SINGAPORE — The Goh Foundation pledged $6.35 million to the SingHealth Duke-NUS Supportive and Palliative Care Centre (SDSPCC) on Monday to boost services for seriously and terminally ill patients in Singapore. 

Only about four in 10 people who die here each year receive specialist palliative care services, which help improve the quality of life of patients facing life-threatening illnesses by relieving suffering, SDSPCC said in a statement on Monday. 

The medical centre said funds from the foundation will go towards setting up the Goh Foundation Innovation in Supportive and Palliative Care Programme, which will study the effectiveness and implementation of a novel health coaching programme for patients with cancer, among other things. 

Dr Tan Eng Liang, board member of the Goh Foundation, said the programme will improve access to supportive and palliative care in the community, so patients are better supported as they deal with the challenges of living with cancer. 

The Goh Foundation was started by paint tycoon Goh Cheng Liang in 1994 to help conduct philanthropic work. Apart from funding scholarships and bursaries, the foundation supports medical research. 

Of the 9,000 patients in Singapore who received supportive and palliative care between April 2020 and March 2021, the median duration of acute palliative care for hospitalised patients was 11 days before they died, said SDSPCC. 

Meanwhile, the duration of palliative care for those in home hospices was 38 days before death, it added. 

Said Assistant Professor Grace Yang, director of research at SDSPCC: “What this shows is that palliative care is accessed very late in a patient’s journey.” 

Patients with cancer at the National Cancer Centre Singapore (NCCS) will be the first to benefit from the programme. 

NCCS chief executive William Hwang said: “Facing the diagnosis of a life-threatening illness is distressing. We want to empower patients with cancer so that they can make healthcare decisions according to their personal preferences. 

“The Goh Foundation’s generous gift will allow more patients to get the support they need so that they are better equipped to cope with the physical, psychological and emotional burden of the disease.” 

Under the programme, patients will receive support from dedicated health coaches, who will be integrated into primary care teams to ensure that coaching activities are aligned to the patients’ medical care. 

The health coaching programme will be offered to both NCCS patients and their caregivers so that they can develop coping skills such as problem-solving, navigating treatment decisions, communicating with loved ones and healthcare professionals, and symptom management. 
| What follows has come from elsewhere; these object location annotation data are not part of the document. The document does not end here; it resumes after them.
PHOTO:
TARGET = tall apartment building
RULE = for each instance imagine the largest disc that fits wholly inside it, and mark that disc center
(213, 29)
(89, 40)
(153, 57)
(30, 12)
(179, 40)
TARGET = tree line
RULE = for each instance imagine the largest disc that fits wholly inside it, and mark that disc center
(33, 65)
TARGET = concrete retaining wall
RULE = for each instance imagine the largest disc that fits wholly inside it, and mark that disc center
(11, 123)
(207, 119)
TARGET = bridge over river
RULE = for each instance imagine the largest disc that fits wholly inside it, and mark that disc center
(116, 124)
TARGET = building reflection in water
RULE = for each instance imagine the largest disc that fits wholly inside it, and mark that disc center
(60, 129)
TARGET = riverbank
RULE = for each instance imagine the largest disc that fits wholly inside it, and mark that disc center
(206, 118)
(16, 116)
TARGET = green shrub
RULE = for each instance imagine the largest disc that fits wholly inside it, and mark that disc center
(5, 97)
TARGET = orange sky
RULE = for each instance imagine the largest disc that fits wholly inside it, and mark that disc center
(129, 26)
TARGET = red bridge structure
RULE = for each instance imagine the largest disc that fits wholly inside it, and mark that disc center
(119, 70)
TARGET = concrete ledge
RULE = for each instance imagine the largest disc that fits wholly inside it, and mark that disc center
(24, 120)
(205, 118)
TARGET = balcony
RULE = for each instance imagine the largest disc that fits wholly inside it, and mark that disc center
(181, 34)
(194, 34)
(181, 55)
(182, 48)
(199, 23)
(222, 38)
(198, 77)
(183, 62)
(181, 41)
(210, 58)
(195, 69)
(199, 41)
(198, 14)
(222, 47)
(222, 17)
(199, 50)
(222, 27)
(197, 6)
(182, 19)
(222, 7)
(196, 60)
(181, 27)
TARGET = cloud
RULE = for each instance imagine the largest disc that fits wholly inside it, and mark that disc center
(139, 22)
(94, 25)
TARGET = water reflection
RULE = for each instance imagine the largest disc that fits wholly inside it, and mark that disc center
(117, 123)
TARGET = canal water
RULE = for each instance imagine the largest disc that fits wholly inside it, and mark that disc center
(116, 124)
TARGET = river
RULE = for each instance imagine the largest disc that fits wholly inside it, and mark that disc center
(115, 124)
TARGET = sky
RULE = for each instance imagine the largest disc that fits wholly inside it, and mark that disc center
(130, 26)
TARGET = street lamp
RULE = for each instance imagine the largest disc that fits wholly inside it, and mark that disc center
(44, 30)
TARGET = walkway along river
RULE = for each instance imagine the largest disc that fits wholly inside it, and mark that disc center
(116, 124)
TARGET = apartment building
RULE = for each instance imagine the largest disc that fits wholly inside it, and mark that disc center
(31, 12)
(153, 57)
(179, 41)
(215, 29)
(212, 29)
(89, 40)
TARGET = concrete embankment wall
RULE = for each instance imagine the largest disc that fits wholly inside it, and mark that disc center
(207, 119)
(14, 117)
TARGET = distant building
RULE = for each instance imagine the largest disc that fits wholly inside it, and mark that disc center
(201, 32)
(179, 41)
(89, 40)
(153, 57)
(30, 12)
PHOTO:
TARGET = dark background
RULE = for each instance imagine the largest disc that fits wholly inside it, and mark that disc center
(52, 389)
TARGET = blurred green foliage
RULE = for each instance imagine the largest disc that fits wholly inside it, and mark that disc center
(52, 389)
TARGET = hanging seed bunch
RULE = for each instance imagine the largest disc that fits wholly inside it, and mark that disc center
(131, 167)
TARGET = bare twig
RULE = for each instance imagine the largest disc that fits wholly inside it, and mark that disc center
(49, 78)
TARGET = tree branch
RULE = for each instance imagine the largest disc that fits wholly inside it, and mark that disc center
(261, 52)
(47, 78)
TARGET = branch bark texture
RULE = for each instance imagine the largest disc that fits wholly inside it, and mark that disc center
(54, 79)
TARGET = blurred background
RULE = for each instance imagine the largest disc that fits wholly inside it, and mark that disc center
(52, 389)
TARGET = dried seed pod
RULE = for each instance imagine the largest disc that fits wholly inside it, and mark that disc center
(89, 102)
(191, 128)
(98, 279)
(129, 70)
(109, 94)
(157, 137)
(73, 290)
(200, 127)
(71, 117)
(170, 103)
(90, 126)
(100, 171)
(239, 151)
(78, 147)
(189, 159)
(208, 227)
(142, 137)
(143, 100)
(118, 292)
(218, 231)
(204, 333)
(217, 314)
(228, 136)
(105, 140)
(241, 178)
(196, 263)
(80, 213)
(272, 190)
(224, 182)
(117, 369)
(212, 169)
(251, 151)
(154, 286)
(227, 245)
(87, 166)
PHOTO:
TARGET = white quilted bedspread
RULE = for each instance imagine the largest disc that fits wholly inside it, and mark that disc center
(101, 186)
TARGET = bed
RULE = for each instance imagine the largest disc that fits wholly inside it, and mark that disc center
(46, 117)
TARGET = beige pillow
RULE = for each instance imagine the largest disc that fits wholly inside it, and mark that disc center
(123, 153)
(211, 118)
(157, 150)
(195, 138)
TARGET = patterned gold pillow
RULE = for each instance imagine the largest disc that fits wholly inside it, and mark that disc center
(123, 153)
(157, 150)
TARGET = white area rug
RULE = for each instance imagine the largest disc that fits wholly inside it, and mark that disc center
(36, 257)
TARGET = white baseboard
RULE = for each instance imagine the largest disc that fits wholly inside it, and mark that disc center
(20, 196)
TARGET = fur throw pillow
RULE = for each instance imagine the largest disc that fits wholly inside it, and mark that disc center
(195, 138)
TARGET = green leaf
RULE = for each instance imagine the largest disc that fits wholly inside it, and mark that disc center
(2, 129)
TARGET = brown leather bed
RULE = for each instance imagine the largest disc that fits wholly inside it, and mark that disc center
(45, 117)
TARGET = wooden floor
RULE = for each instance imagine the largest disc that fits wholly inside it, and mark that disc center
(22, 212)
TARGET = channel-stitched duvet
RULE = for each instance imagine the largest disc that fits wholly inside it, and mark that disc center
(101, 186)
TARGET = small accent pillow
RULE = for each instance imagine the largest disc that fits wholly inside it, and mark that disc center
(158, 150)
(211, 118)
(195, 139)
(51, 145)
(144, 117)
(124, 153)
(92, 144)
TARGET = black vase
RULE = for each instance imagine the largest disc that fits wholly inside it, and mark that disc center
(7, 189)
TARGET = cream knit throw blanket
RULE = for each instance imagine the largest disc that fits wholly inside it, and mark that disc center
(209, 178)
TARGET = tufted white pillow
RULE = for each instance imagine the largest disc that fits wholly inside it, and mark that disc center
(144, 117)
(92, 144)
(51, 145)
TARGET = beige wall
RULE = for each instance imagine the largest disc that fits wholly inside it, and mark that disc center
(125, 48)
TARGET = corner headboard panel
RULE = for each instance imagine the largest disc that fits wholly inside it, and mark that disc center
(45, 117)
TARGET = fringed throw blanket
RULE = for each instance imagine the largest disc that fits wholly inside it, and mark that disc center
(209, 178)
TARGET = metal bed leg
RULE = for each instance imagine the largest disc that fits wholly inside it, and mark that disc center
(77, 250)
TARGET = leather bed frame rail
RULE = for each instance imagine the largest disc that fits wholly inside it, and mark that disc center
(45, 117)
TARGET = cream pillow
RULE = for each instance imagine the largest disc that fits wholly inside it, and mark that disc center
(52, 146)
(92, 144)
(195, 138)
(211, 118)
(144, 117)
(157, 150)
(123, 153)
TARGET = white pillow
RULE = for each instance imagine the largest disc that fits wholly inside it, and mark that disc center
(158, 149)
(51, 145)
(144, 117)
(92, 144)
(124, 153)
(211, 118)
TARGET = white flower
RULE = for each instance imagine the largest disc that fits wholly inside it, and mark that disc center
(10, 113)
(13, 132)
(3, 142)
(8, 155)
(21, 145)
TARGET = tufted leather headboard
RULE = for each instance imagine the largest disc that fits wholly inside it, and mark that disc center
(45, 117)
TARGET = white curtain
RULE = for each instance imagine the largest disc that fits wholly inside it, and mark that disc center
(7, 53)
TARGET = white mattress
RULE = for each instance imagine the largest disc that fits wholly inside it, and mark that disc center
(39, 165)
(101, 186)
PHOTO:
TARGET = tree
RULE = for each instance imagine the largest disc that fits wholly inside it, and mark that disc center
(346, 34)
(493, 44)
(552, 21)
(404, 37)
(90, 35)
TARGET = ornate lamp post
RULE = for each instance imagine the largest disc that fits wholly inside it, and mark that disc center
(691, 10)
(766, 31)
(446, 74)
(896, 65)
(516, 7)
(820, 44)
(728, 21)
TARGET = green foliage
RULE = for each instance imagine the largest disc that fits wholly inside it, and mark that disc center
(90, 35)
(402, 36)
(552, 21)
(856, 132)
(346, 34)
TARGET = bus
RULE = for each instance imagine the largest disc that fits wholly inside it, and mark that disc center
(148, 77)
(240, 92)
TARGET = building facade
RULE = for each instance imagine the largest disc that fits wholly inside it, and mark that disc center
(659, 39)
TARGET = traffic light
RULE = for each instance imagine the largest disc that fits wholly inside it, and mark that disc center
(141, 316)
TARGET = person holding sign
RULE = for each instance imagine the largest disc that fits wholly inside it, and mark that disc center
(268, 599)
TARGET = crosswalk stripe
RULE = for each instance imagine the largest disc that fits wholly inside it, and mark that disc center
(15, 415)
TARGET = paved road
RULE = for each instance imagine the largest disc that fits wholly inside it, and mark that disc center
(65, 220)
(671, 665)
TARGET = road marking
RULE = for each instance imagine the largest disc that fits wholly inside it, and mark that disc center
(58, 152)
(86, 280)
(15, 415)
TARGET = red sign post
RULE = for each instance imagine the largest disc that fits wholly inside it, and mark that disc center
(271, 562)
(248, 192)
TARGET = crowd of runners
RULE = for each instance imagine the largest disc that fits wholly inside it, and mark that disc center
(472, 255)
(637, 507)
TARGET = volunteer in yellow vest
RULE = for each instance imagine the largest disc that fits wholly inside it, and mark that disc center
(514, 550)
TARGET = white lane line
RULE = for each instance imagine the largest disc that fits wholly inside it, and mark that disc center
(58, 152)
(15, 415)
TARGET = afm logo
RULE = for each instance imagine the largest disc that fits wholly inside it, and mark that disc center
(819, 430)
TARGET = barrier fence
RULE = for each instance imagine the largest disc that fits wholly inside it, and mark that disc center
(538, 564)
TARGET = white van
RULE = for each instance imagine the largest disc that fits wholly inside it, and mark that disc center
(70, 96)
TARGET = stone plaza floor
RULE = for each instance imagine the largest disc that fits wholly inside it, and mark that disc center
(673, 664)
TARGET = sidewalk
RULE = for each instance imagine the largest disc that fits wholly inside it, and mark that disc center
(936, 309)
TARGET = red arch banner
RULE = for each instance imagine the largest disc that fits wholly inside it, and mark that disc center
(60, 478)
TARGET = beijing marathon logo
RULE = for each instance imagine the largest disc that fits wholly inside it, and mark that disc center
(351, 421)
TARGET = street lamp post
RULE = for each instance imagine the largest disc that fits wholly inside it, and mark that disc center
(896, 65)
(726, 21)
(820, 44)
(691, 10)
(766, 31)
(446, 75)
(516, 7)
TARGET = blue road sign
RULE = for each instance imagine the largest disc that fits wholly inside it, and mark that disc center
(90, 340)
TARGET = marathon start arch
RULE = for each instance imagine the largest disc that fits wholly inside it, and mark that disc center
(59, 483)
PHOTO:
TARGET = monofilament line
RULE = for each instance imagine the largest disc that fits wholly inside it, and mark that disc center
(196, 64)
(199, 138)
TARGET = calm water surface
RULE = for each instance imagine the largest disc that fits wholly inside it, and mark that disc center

This proactive approach that enables patients to be effective managers of their own health and wellness is in line with the national Healthier SG initiative, SDSPCC said. 

Said Clinical Associate Professor Patricia Neo, head of SDSPCC: “By educating and empowering patients, they can move from being passive recipients of health services, to being activated and informed partners in managing their healthcare needs. 

“This will augment current provision of supportive and palliative care services to meet the rising needs of our population.” 

The programme will also tackle mental and social wellness for those with serious illnesses by working towards a more systematic and comprehensive model of bereavement care. 

This includes offering individual bereavement counselling, group therapy sessions and practical assistance such as return-to-work support for bereaved spouses and interim childcare support for young children. 

Other initiatives under the programme include a database to track patient-centred outcomes and drive research, a professorship in supportive and palliative care, and an academic fund, said SDSPCC.